Different types of data in Machine Learning
Lastly, let’s look at different categories of data used in Machine Learning.
Data can be classified based on its nature and the type of information it represents. Understanding these classifications is crucial for selecting appropriate analysis techniques and machine learning models. The primary classifications of data include:
- Qualitative (Categorical) Data
Qualitative data represents categories or labels that describe attributes or qualities of data points. This type of data is divided into:
- Nominal Data: Data without any natural order or ranking. Examples include colors (red, blue, green), gender (male, female), or types of cuisine (Italian, Mexican, Japanese).
- Ordinal Data: Data that maintains a natural order or ranking but does not quantify the difference between categories. Examples include satisfaction ratings (satisfied, neutral, dissatisfied), education level (high school, bachelor’s, master’s, doctorate), or economic status (low, middle, high income).
- Quantitative (Numerical) Data
Quantitative data represents quantities and can be measured on a numerical scale. It is divided into:
- Discrete Data: Data that can take on a countable number of values. Examples include – number of transactions, account types, credit scores, interest rates on loans, loan approval status, branch location, etc.
- Continuous Data: Data that can take on an infinite number of values within a given range. Examples include duration of loans, loan amount, stock process, etc, height, weight, or the amount of time spent on a task.
- Structured Data
Structured data is highly organized and formatted in a way that is easily searchable by simple, straightforward search engine algorithms or other search operations. It typically resides in relational databases (RDBMS) and can include both qualitative and quantitative data types. Examples include spreadsheets with rows and columns, database tables, or CSV files.
- Unstructured Data
Unstructured data lacks a predefined data model and is not organized in a predefined manner, making it more difficult to collect, process, and analyze. Examples include text documents, social media posts, videos, audio, and images.

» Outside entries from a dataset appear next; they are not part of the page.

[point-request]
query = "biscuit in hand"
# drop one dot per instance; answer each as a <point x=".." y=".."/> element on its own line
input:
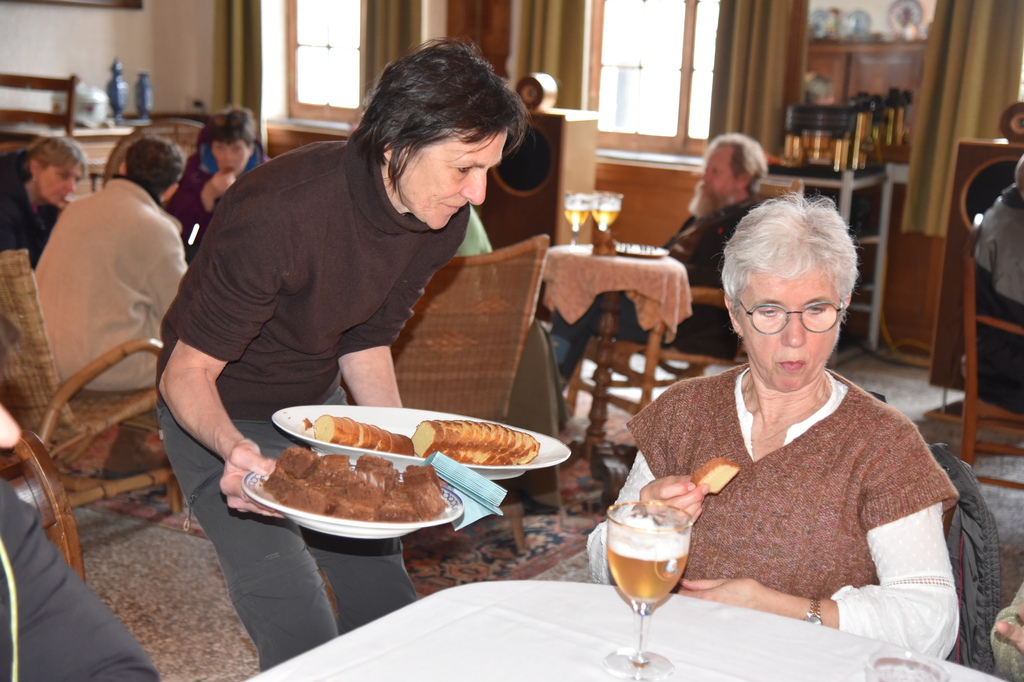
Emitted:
<point x="716" y="473"/>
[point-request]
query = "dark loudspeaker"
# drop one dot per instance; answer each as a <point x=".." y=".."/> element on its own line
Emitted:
<point x="525" y="192"/>
<point x="983" y="170"/>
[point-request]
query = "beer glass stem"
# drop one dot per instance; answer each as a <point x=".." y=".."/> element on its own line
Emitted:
<point x="641" y="626"/>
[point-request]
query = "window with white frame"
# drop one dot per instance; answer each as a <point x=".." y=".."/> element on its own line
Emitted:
<point x="326" y="51"/>
<point x="652" y="70"/>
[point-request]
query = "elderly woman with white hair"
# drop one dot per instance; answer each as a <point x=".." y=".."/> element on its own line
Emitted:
<point x="835" y="516"/>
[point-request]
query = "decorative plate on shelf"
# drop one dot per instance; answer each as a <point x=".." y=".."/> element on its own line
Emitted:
<point x="904" y="14"/>
<point x="818" y="22"/>
<point x="857" y="24"/>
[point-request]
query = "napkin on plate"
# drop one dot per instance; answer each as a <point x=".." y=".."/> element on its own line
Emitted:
<point x="479" y="496"/>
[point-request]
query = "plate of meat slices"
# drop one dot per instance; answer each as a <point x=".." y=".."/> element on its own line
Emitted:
<point x="404" y="436"/>
<point x="367" y="498"/>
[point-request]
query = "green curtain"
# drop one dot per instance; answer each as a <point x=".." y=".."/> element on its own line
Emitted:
<point x="749" y="94"/>
<point x="393" y="27"/>
<point x="972" y="74"/>
<point x="238" y="59"/>
<point x="553" y="41"/>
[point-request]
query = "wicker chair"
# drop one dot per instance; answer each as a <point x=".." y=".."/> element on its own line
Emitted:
<point x="32" y="474"/>
<point x="181" y="131"/>
<point x="460" y="350"/>
<point x="66" y="417"/>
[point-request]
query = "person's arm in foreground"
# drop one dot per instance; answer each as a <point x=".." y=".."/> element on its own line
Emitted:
<point x="188" y="386"/>
<point x="914" y="603"/>
<point x="1008" y="639"/>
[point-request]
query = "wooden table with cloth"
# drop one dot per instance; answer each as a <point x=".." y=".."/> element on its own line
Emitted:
<point x="658" y="287"/>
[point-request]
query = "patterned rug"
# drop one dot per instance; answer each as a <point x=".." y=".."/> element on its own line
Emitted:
<point x="440" y="557"/>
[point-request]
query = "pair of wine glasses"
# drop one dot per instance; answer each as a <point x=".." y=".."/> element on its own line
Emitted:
<point x="603" y="205"/>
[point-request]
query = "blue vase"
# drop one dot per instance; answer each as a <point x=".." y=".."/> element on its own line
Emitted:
<point x="143" y="95"/>
<point x="117" y="90"/>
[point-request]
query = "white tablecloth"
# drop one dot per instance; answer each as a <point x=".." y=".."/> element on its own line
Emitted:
<point x="540" y="631"/>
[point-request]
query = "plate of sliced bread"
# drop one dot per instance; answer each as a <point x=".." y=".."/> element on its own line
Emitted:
<point x="406" y="436"/>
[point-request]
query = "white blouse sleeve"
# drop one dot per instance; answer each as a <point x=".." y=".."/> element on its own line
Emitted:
<point x="914" y="603"/>
<point x="639" y="476"/>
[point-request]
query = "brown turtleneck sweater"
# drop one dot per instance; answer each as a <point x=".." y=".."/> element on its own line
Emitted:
<point x="305" y="260"/>
<point x="796" y="520"/>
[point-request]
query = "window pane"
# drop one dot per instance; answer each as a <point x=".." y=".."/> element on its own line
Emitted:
<point x="344" y="32"/>
<point x="311" y="75"/>
<point x="620" y="88"/>
<point x="344" y="78"/>
<point x="310" y="28"/>
<point x="663" y="33"/>
<point x="623" y="36"/>
<point x="700" y="104"/>
<point x="707" y="32"/>
<point x="659" y="101"/>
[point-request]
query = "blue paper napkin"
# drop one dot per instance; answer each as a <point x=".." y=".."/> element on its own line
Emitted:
<point x="480" y="497"/>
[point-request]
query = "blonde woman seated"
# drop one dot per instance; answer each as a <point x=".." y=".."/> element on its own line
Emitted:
<point x="836" y="515"/>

Processing unstructured data often requires more complex methods, such as natural language processing (NLP) for text or convolutional neural networks (CNNs) for images.
- Semi-structured Data
Semi-structured data does not reside in relational databases but has some organizational properties that make it easier to analyze than unstructured data. It includes data formats like JSON and XML that contain tags or markers to separate semantic elements and enforce hierarchies of records and fields.

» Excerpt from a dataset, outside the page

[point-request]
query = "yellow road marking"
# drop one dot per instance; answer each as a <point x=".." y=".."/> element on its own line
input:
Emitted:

Classification of DATASETS for Machine Learning
For sake of completion we mention again that for creating a machine learning model, 3 types of datasets are important,
Training Data: Used to train the machine learning model.

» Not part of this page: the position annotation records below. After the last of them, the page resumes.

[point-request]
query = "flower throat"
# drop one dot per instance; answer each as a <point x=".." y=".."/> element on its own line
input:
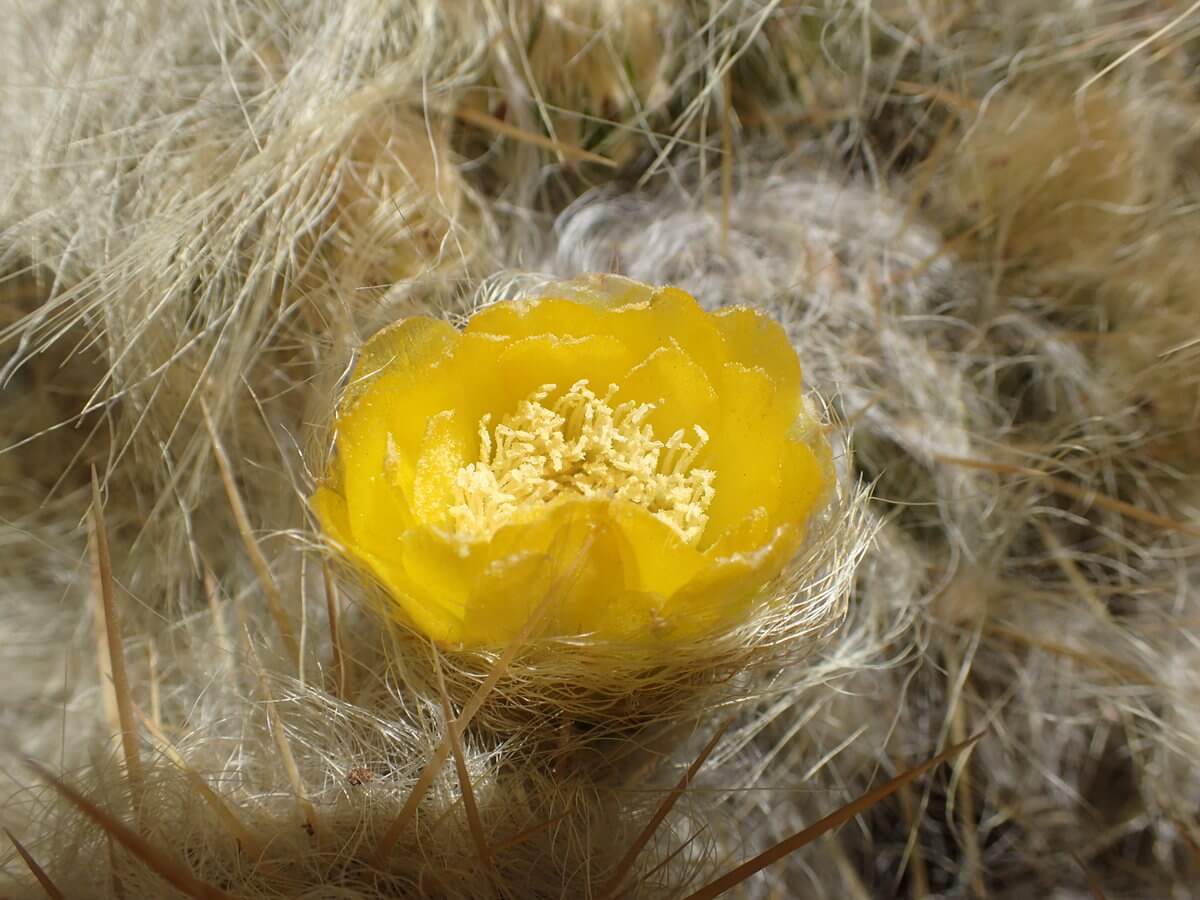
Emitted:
<point x="580" y="445"/>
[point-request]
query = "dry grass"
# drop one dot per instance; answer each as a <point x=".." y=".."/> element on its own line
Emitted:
<point x="977" y="222"/>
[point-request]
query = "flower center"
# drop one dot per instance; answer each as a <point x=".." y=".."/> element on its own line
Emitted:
<point x="580" y="445"/>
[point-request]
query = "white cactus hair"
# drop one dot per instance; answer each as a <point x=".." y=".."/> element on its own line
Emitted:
<point x="977" y="225"/>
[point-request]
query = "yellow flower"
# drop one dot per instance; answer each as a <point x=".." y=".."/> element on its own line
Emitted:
<point x="651" y="463"/>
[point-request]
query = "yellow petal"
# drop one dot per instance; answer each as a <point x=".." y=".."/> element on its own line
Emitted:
<point x="449" y="444"/>
<point x="756" y="340"/>
<point x="679" y="389"/>
<point x="407" y="347"/>
<point x="747" y="448"/>
<point x="528" y="364"/>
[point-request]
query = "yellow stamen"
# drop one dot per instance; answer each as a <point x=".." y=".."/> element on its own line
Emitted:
<point x="580" y="445"/>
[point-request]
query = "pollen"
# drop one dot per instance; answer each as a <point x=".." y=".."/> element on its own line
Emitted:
<point x="580" y="445"/>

Validation Data: Used to fine-tune model parameters and avoid overfitting.
Testing Data: Used to evaluate the final model’s performance, providing an unbiased assessment.
CONCLUSION
In this article, we showed how Machine Learning algorithms use historical data to build an ML model and then use that model to make predictions. The difference between ML algorithms and programmable algorithms is that ML algorithms learn patterns present in the data to make predictions, whereas, in a programmable model, you have to code the logic or rules to extract patterns in the data.
With this understanding now you are set to look at different Machine Learning algorithms that are typically used in the finance and banking industry.